Time To Freshen Up
You can't play the same licks forever (though, Lord knows, I've tried). Sooner or later, for the sake of your bandmates' sanity or your own self-esteem, through diligent practice or subconscious osmosis, every drummer will expand his or her vocabulary and freshen things up a bit.
Drummers aren't alone. Virtually everyone involved in a specialized field wants to learn how to sharpen crucial skills, including your pals right here on the DRUM! team.
Throughout our 23-year history, we've always sought unexplored avenues and improved ways to deliver information that'll help you become a better, more informed player. We've taken two different tacks to update these pages. Sometimes we swallow hard, conduct endless planning sessions, and scribble ideas on whiteboards to bundle a swath of improvements into a single, dramatic relaunch. But more often, in fact almost every month, we like to tinker around the edges, tightening design and editorial elements to enhance clarity and make things more, well, fun.
Occasionally the tinkering seeps beyond the edges and into the middle of the page, like our recent overhaul of the Soundlab department. These hands-on product tests had begun to look cluttered, dotted with cramped sidebars that weren't exactly reader friendly. So we opened up the layout by using graphic call-outs to highlight details and specs right inside each product photo. Bye-bye fussy sidebars. Hello more white space.

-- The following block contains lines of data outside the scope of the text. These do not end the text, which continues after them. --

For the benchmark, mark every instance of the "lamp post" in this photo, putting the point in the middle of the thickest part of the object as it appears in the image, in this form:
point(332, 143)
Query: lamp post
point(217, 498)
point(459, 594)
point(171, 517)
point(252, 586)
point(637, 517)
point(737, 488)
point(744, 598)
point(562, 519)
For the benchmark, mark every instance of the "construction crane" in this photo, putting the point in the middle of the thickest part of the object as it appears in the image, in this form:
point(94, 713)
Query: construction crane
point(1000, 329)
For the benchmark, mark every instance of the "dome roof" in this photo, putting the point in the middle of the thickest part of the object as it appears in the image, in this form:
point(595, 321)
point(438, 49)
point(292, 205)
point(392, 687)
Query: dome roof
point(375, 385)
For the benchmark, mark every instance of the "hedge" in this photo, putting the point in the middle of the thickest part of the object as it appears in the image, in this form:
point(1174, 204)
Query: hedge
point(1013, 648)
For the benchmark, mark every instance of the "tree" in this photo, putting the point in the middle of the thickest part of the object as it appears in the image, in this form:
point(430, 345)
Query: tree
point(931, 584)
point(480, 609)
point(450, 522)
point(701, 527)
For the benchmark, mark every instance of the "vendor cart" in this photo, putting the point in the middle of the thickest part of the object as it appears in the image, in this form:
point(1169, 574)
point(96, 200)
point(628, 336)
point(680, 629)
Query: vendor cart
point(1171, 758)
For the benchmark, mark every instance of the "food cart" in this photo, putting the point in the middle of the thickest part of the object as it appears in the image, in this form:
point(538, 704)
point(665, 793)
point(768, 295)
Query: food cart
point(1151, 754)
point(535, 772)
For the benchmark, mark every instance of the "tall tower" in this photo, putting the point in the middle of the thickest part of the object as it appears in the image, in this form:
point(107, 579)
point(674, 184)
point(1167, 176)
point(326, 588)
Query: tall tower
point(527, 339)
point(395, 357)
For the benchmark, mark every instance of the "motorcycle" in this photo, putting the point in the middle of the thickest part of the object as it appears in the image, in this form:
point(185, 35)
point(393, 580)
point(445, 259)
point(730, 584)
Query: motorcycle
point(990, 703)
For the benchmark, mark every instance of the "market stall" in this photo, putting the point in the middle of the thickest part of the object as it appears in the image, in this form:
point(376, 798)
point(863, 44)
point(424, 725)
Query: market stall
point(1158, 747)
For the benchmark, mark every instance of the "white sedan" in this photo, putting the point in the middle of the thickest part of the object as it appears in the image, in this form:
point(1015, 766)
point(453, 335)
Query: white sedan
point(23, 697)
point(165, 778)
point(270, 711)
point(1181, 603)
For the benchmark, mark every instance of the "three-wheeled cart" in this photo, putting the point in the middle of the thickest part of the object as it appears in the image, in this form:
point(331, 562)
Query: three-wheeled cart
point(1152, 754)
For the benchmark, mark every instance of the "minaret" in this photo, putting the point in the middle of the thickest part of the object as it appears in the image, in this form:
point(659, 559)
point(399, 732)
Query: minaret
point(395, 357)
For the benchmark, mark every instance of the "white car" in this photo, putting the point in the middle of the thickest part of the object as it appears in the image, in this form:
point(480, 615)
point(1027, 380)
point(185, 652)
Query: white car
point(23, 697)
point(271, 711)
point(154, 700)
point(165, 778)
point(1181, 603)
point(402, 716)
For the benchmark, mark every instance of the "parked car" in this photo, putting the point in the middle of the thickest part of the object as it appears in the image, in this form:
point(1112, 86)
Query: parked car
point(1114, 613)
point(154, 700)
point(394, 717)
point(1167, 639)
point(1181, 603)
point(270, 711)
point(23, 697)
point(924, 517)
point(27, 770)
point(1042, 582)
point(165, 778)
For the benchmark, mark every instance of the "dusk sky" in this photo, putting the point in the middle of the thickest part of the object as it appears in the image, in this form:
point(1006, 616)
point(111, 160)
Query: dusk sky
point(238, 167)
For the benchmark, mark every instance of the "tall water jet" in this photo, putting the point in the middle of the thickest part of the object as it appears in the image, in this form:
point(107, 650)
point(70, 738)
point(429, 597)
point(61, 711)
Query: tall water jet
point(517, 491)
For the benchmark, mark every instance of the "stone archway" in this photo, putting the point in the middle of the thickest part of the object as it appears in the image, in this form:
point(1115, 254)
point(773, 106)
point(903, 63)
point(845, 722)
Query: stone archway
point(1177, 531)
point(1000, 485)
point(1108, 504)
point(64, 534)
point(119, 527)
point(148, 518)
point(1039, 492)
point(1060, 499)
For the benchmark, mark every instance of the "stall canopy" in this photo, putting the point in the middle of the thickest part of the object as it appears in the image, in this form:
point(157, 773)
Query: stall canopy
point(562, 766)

We also enlisted a couple more ringers for our Practice Pad drum lessons. Even though he's best known for his work with such hardcore acts as Dillinger Escape Plan and, more recently, Marilyn Manson, Gil Sharone shares his secret love affair with Jamaican drumming in his new Reggae column. And Spin Doctors drummer Aaron Comess takes over our Groove column from a trio of heavyweights who came before him — Stanton Moore, Jeffrey "Houseman" Clemens, and Chad Smith.

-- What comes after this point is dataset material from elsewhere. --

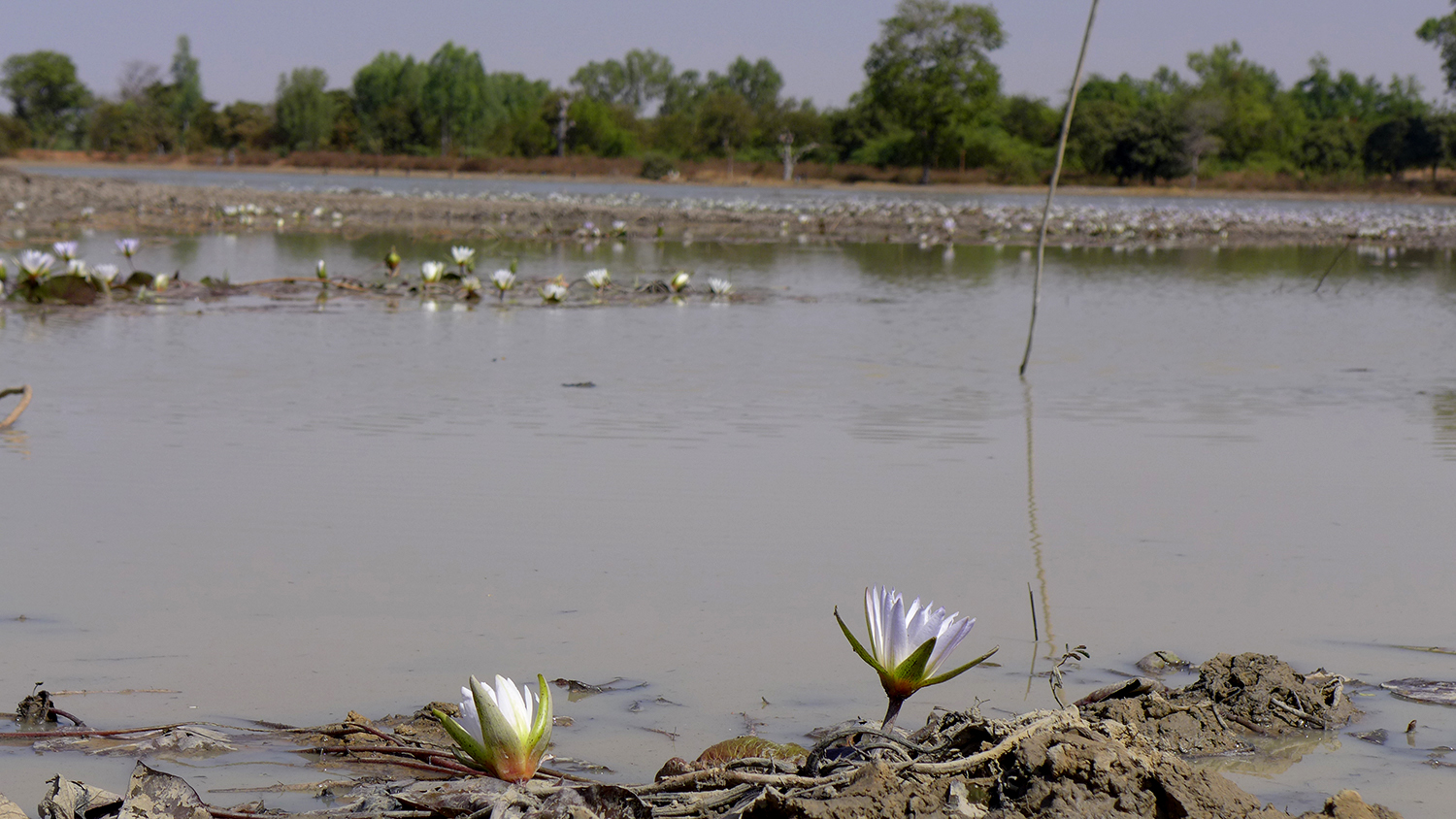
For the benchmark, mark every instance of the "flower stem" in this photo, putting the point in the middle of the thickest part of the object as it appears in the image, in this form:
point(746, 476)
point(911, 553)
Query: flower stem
point(893, 711)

Flip forward a few pages beyond this one and you'll land in our Single Strokes department, packed with practical career advice that goes beyond flams and paradiddles. While there, be sure to see how our two new specialists can help. Need to sign a contract? A drummer with the hard rocking outfit One Bad Son and entertainment lawyer from Vancouver, British Columbia, Kurt Dahl now pens our Legal Beat column. Can't get that snare drum to sing? Meet Chris Achzet — 20-year drum tech and founder of Los Angeles Drum Services — who will explain how to sound your best with his Drum Care column.
Every issue is a new adventure, and we're glad you're along for the ride. As always, thanks for reading DRUM! Magazine.